Man bedenke freilich stets: „Die mystischen Erklärungen gelten für tief; die Wahrheit ist, dass sie noch nicht einmal oberflächlich sind.“ (wie oben; III, 126)

  1. Hier waren die Epigonen freilich seinsvergessen. Ohne das genaue Wort, das dem Wesen der Musik in der neuen Sprache zugedacht wurde, zu kennen, müsste es doch in Anbetracht der nicht zu übersehenden metaphysischen Spuren, die dem Namen „Musik“ eingeschrieben sind, einen ursprünglicheren Namen geben, der dem Wesensgefüge, in dem die „Musik“ ursprünglich steht, gemäßer ist.
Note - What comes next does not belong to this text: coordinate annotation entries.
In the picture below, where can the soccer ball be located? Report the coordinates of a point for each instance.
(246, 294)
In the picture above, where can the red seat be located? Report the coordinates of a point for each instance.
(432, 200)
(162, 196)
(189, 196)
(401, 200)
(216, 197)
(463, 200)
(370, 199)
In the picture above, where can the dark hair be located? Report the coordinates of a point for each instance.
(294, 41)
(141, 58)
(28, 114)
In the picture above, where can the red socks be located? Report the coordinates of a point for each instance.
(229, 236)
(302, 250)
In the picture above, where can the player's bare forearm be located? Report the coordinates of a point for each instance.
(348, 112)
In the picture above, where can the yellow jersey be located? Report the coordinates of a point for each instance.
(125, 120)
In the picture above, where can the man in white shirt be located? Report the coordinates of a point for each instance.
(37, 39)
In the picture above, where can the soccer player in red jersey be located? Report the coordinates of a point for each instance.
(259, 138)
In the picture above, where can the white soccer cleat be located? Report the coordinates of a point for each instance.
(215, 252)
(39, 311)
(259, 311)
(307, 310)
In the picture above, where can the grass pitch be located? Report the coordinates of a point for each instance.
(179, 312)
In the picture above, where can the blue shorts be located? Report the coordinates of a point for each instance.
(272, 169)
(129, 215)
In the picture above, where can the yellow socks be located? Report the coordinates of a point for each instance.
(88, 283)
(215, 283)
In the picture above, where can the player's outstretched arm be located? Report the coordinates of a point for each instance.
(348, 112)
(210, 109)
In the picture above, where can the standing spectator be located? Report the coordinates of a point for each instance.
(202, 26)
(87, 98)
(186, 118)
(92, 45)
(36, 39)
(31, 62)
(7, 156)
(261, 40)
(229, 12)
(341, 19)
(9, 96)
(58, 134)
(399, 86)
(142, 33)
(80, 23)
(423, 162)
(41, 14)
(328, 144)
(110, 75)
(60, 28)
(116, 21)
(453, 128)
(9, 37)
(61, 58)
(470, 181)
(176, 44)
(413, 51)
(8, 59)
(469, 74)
Etwa „Tonkunst“ oder „Singen“, bildet das „Singen“ nebem dem Dichten, Denken und Sagen doch ein weiteres Zimmer in der Behausung, die dem Menschen vom Sein her zugeworfen – der Sprache. „Mus-ik“ würde freilich das „Musische“, das wesenhaft Geschenkhafte der Mus-ik als von den Musen her den Menschen geschickt, an der Musik, was der geläufige Name „Musik“ eher verstellt als entbirgt, deutlicher hervortreten lassen.[zurück]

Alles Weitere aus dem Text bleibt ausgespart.